Consult ECCC's website to find out more information about these activities or others that you could do to make a difference!

Fast facts

  • On average, Canadians throw away half a kilogram of plastic packaging per day.
  • One in every three bites of our food depends on pollination by bees and other insects.

Biodiversity - more Canadian contributions

With the help of the volunteer WormWatch program, 25 new earthworm species have been found and identified in Canada.

Through the Toronto Zoo's Adopt-A-Pond Wetland Conservation Programme, communities throughout Canada can adopt local wetlands and help to protect aquatic biodiversity.

Edmonton, Calgary and Montréal are participating with other cities from around the world in the Local Action for Biodiversity Program. For more information, visit the International Council for Local Environmental Initiatives (ICLEI) website.

Through the Ecogifts Program, 857 ecological gifts valued at almost $551 million have been donated across Canada as of January 2011, protecting over 137 700 hectares of wildlife habitat. Canadians are also very engaged with the Community Action Programs for the Environment, like the Habitat Stewardship Program and the EcoAction Community Funding Program. To learn more about these programs, visit websites Ecological Gifts Program and Community Action Programs for the Environment (PDF).

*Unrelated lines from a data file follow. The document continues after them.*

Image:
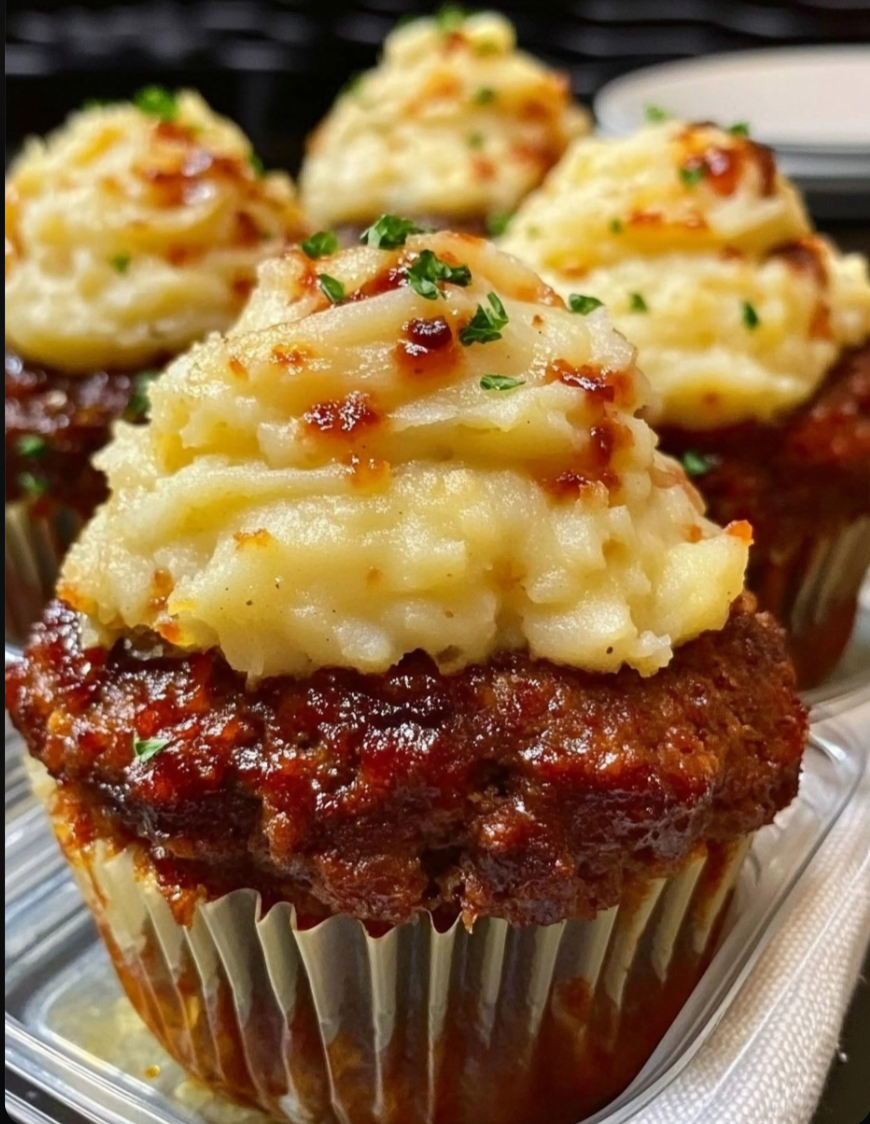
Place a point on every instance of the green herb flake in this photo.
(655, 115)
(320, 244)
(583, 305)
(157, 101)
(500, 382)
(147, 748)
(138, 404)
(30, 445)
(332, 288)
(485, 326)
(485, 96)
(691, 174)
(450, 18)
(636, 302)
(696, 464)
(32, 485)
(390, 232)
(428, 270)
(498, 223)
(751, 318)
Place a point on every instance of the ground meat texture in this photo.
(813, 464)
(798, 482)
(70, 416)
(517, 789)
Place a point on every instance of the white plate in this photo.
(814, 98)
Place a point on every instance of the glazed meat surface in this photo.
(517, 789)
(814, 467)
(54, 424)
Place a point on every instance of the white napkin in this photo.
(768, 1059)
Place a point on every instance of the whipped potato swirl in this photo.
(707, 261)
(454, 121)
(417, 447)
(130, 233)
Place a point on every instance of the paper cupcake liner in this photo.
(38, 533)
(498, 1025)
(813, 588)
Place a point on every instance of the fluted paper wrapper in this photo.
(38, 533)
(813, 589)
(494, 1025)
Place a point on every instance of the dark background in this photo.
(275, 65)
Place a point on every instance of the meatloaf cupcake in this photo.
(755, 334)
(130, 232)
(453, 128)
(405, 722)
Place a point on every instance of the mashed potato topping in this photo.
(454, 121)
(707, 261)
(417, 447)
(135, 229)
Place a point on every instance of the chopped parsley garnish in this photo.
(485, 96)
(146, 748)
(30, 445)
(696, 464)
(655, 114)
(320, 244)
(583, 305)
(751, 318)
(428, 270)
(139, 402)
(389, 232)
(157, 101)
(691, 174)
(636, 304)
(33, 485)
(451, 17)
(485, 326)
(500, 382)
(331, 288)
(498, 221)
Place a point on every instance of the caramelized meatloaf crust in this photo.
(810, 469)
(70, 418)
(516, 789)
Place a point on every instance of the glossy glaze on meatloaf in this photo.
(55, 423)
(804, 485)
(517, 789)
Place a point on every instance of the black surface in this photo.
(275, 68)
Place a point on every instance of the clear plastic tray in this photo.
(74, 1043)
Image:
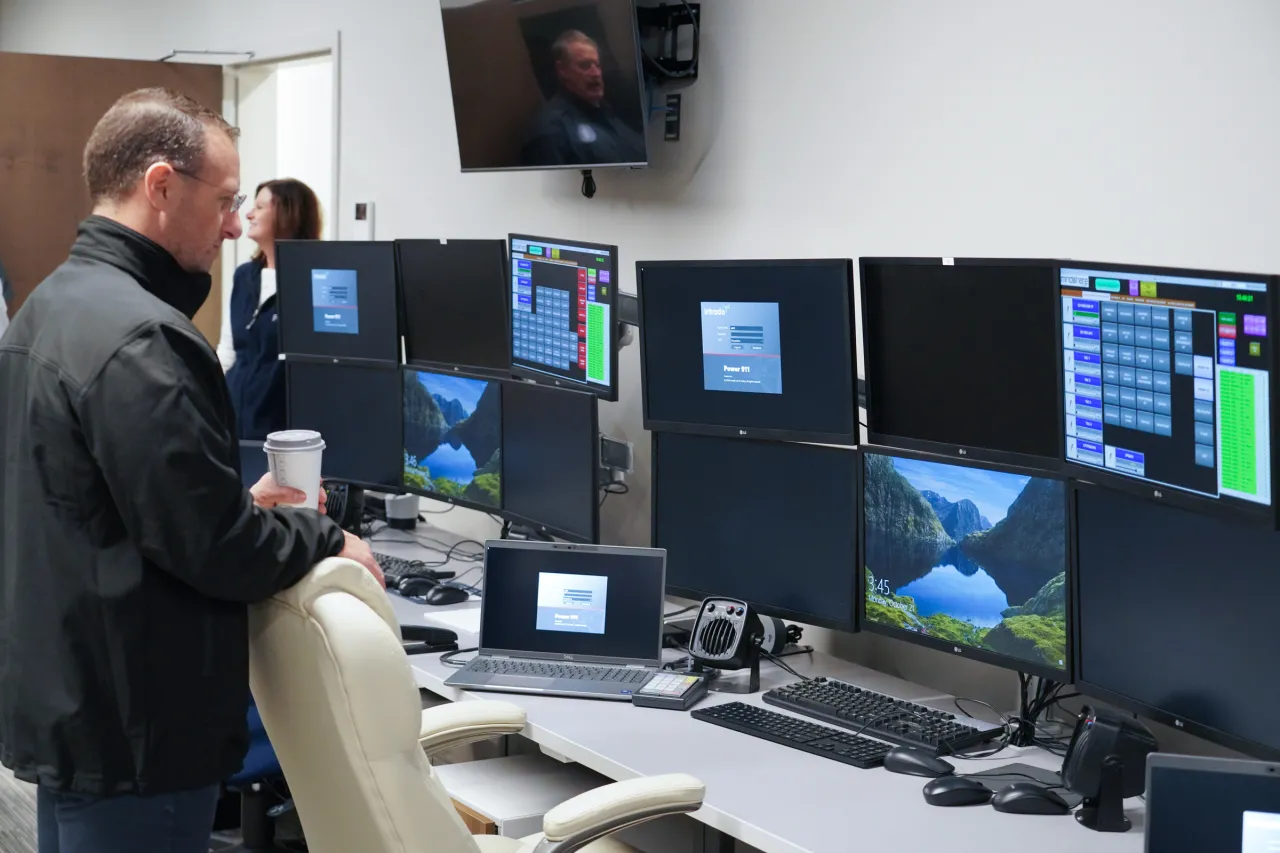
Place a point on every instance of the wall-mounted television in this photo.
(545, 83)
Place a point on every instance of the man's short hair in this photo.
(560, 48)
(142, 128)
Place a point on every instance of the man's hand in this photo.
(359, 551)
(268, 495)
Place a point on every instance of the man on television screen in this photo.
(577, 126)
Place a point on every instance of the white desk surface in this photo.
(775, 798)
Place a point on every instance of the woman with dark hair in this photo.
(250, 345)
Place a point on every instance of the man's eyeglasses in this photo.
(236, 201)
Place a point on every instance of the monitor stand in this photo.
(1105, 812)
(740, 682)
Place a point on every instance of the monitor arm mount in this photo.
(629, 319)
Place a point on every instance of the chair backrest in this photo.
(342, 708)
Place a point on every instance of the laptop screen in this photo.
(585, 602)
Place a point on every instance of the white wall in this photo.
(305, 128)
(256, 113)
(1120, 129)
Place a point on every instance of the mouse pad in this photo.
(1006, 775)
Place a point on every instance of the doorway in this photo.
(287, 112)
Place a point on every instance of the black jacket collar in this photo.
(152, 267)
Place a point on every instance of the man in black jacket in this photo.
(129, 550)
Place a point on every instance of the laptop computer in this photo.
(1196, 804)
(575, 620)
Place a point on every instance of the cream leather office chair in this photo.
(339, 702)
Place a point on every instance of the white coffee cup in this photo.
(293, 457)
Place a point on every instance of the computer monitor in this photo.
(453, 304)
(967, 559)
(355, 406)
(1176, 617)
(958, 361)
(545, 83)
(563, 314)
(769, 523)
(453, 438)
(338, 299)
(749, 349)
(551, 461)
(1168, 378)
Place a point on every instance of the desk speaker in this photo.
(726, 635)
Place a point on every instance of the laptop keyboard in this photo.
(579, 671)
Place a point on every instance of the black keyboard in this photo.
(881, 716)
(397, 569)
(798, 734)
(577, 671)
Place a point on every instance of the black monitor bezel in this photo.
(330, 245)
(842, 439)
(538, 527)
(368, 364)
(1173, 495)
(536, 377)
(502, 463)
(963, 452)
(993, 658)
(849, 626)
(1137, 706)
(402, 309)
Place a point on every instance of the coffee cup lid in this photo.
(293, 439)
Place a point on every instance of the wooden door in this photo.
(48, 109)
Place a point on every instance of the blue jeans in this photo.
(161, 824)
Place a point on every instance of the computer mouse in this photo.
(417, 585)
(446, 594)
(917, 762)
(955, 790)
(1028, 798)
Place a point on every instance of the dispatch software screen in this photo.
(1168, 379)
(562, 311)
(334, 301)
(741, 349)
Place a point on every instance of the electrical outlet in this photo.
(672, 129)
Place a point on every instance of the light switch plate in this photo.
(362, 220)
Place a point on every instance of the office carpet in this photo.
(17, 815)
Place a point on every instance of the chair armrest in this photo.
(588, 817)
(462, 723)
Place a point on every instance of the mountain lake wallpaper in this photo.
(453, 437)
(969, 556)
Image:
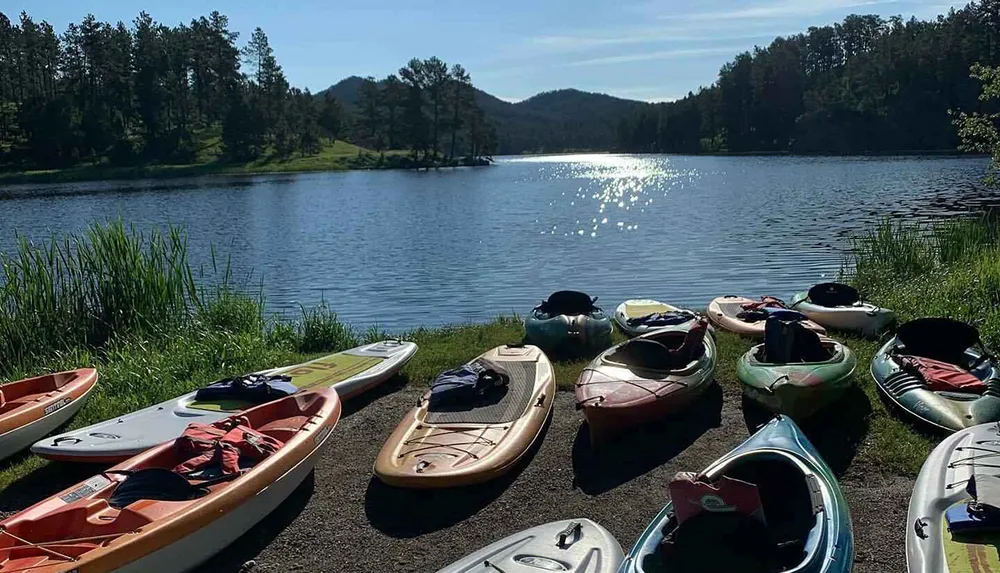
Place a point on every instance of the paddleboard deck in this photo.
(349, 373)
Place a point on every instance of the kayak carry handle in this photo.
(918, 528)
(574, 529)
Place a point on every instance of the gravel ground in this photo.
(343, 520)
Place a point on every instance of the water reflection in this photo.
(406, 249)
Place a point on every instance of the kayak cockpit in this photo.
(773, 522)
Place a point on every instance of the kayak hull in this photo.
(568, 333)
(118, 439)
(588, 548)
(614, 397)
(798, 390)
(26, 424)
(143, 531)
(423, 452)
(947, 411)
(723, 311)
(930, 547)
(198, 547)
(831, 545)
(862, 318)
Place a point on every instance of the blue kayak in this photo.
(568, 321)
(806, 524)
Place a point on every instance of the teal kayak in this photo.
(939, 403)
(796, 377)
(568, 321)
(807, 517)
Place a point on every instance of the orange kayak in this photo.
(32, 408)
(143, 516)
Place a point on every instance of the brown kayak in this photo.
(724, 313)
(436, 447)
(645, 379)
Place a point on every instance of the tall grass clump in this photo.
(79, 290)
(948, 268)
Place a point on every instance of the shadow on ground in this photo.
(357, 403)
(251, 543)
(638, 451)
(44, 482)
(836, 431)
(403, 513)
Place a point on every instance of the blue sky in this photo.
(642, 49)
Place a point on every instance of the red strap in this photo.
(765, 302)
(943, 376)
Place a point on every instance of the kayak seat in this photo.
(941, 339)
(659, 319)
(568, 302)
(729, 541)
(832, 295)
(158, 484)
(787, 342)
(653, 352)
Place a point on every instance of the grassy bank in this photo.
(130, 304)
(333, 156)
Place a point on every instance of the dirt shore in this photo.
(343, 520)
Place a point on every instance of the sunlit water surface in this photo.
(404, 249)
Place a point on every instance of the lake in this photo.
(404, 249)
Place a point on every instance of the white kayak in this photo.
(630, 315)
(573, 545)
(349, 373)
(846, 313)
(935, 545)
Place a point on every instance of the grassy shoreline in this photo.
(129, 304)
(335, 156)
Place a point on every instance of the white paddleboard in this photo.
(349, 373)
(575, 545)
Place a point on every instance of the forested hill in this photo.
(865, 85)
(553, 121)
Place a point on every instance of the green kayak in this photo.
(796, 372)
(568, 322)
(938, 371)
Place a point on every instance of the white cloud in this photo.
(655, 55)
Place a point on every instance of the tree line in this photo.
(427, 107)
(150, 93)
(864, 85)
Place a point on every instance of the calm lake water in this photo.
(405, 249)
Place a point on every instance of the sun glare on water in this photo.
(614, 189)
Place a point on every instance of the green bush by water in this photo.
(949, 268)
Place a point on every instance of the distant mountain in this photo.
(346, 90)
(560, 120)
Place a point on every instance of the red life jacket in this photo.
(692, 497)
(207, 445)
(942, 376)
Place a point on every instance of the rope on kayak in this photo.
(486, 563)
(973, 460)
(477, 440)
(630, 382)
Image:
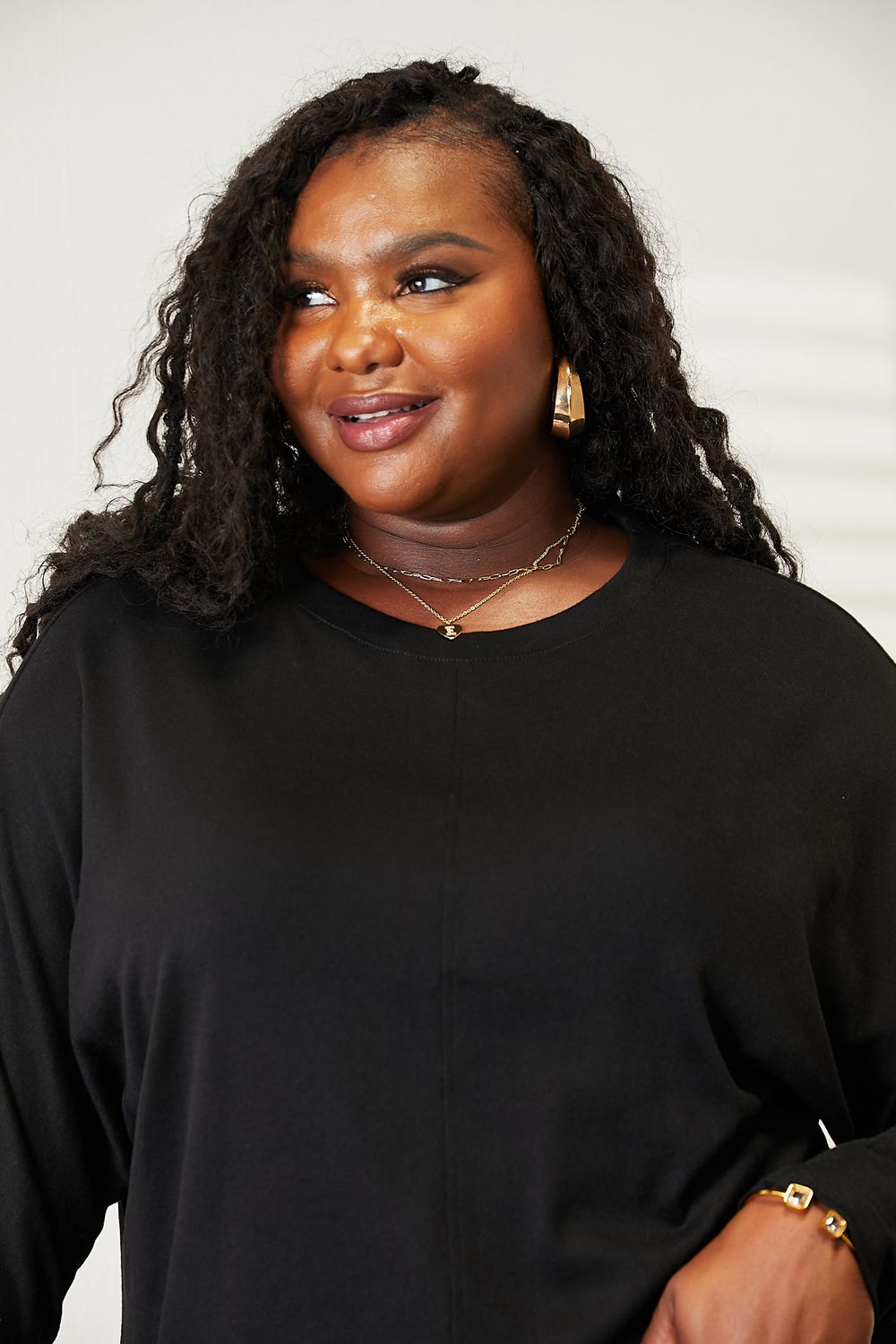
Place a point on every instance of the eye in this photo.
(416, 280)
(304, 296)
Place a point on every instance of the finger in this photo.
(661, 1328)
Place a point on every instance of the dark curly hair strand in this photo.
(230, 491)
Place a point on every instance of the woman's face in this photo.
(381, 300)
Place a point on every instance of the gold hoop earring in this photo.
(568, 402)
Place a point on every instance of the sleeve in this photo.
(853, 943)
(58, 1169)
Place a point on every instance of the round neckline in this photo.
(646, 556)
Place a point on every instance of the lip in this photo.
(374, 402)
(383, 433)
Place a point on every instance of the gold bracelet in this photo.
(801, 1196)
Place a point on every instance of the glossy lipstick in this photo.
(392, 422)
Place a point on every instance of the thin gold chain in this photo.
(517, 574)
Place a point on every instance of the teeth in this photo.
(381, 414)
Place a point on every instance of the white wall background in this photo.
(761, 134)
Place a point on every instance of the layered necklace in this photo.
(449, 628)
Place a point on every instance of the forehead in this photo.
(395, 185)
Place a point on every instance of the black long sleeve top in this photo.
(402, 989)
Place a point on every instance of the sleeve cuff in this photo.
(860, 1185)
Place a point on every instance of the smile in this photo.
(397, 410)
(371, 430)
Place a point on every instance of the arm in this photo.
(772, 1274)
(58, 1169)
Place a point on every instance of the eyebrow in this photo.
(401, 247)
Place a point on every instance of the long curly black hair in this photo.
(230, 489)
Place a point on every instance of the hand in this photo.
(771, 1276)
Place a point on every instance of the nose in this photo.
(362, 340)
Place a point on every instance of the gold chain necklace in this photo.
(449, 628)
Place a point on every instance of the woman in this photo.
(447, 857)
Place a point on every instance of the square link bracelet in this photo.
(801, 1196)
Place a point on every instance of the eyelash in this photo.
(292, 293)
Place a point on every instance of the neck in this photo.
(465, 543)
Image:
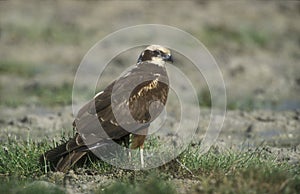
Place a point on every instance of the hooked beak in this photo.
(168, 58)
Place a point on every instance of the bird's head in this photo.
(156, 54)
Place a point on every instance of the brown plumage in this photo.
(151, 80)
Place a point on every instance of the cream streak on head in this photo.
(156, 54)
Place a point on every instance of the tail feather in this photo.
(64, 156)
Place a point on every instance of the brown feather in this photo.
(97, 114)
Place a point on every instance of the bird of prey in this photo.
(122, 111)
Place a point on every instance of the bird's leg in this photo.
(142, 155)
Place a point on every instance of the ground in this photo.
(256, 46)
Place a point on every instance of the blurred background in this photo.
(256, 45)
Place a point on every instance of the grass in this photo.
(248, 171)
(19, 68)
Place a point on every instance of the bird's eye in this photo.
(156, 52)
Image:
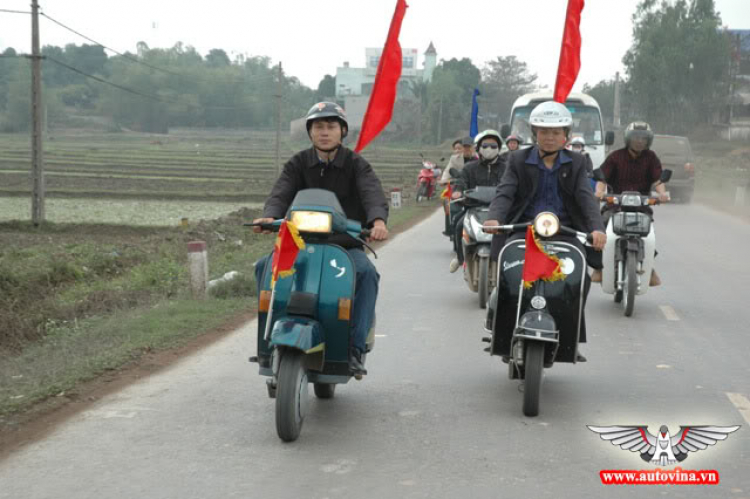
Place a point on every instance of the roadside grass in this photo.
(70, 355)
(100, 297)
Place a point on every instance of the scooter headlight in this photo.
(312, 221)
(546, 224)
(631, 200)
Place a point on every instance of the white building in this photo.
(354, 85)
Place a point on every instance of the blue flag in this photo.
(474, 127)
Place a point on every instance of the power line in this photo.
(138, 92)
(156, 68)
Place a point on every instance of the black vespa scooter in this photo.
(533, 328)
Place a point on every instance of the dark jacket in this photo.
(348, 176)
(480, 173)
(519, 184)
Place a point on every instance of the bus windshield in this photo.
(586, 123)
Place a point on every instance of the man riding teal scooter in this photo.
(331, 166)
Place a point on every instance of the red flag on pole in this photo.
(288, 244)
(383, 96)
(570, 52)
(538, 264)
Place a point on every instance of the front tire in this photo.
(532, 387)
(631, 283)
(291, 396)
(484, 282)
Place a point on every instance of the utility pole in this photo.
(616, 110)
(37, 166)
(440, 122)
(278, 121)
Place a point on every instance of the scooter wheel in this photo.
(532, 386)
(291, 396)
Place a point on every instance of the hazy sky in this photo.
(313, 37)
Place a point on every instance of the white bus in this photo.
(587, 122)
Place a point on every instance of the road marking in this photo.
(741, 403)
(669, 313)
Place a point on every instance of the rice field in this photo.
(119, 212)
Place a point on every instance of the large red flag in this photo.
(570, 52)
(538, 264)
(288, 244)
(383, 96)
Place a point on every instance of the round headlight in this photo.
(546, 224)
(538, 302)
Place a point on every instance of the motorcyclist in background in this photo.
(486, 171)
(633, 168)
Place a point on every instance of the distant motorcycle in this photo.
(427, 180)
(480, 271)
(630, 250)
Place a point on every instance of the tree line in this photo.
(677, 76)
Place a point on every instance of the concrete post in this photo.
(198, 261)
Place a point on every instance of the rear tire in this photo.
(532, 387)
(484, 282)
(631, 283)
(291, 396)
(324, 390)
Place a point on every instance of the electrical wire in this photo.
(138, 92)
(151, 66)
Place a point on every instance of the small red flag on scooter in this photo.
(288, 244)
(380, 107)
(570, 52)
(538, 264)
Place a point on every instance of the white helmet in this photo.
(551, 114)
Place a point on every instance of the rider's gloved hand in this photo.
(600, 239)
(379, 231)
(491, 222)
(257, 229)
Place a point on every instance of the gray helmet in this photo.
(327, 110)
(639, 129)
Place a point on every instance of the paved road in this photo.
(437, 417)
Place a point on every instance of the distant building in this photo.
(739, 103)
(354, 85)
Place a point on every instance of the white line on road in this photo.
(669, 313)
(741, 403)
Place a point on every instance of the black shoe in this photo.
(355, 363)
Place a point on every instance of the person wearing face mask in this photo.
(486, 171)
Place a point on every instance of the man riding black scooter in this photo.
(486, 171)
(547, 178)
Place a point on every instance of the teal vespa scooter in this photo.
(308, 338)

Ferruginous Hawk, Burrowing Owl

Photos: © ECCC, photos.com – 2011

All of the world's population of Ross' Geese nest in Canada, and of these, over 95% breed in the Queen Maud Gulf Migratory Bird Sanctuary in Nunavut, one of ECCC's protected areas.

A portion of the Canadian Forces Base Suffield in Alberta is a designated national wildlife area that contains mixed grass prairie habitat, some sand dunes and other types of habitat. This area is home to 16 species at risk in Canada, including the Burrowing Owl and the Ferruginous Hawk.

Canada's 138 native tree species have provided substances for approximately 40 medical uses.

The Southwest Nova Biosphere Reserve in Nova Scotia is home to over 30 species at risk, such as the Eastern Ribbon Snake, Southern Flying Squirrel, Monarch Butterfly, Blanding's Turtle, Atlantic Whitefish, Piping Plover, Atlantic Coastal Plain flora and rare lichens.

Each year, Canada's rivers discharge 7% of the world's renewable water supply at the rate of 105 000 cubic metres per second.

Almost 9% (891 163 km2) of Canada's total area is covered by freshwater.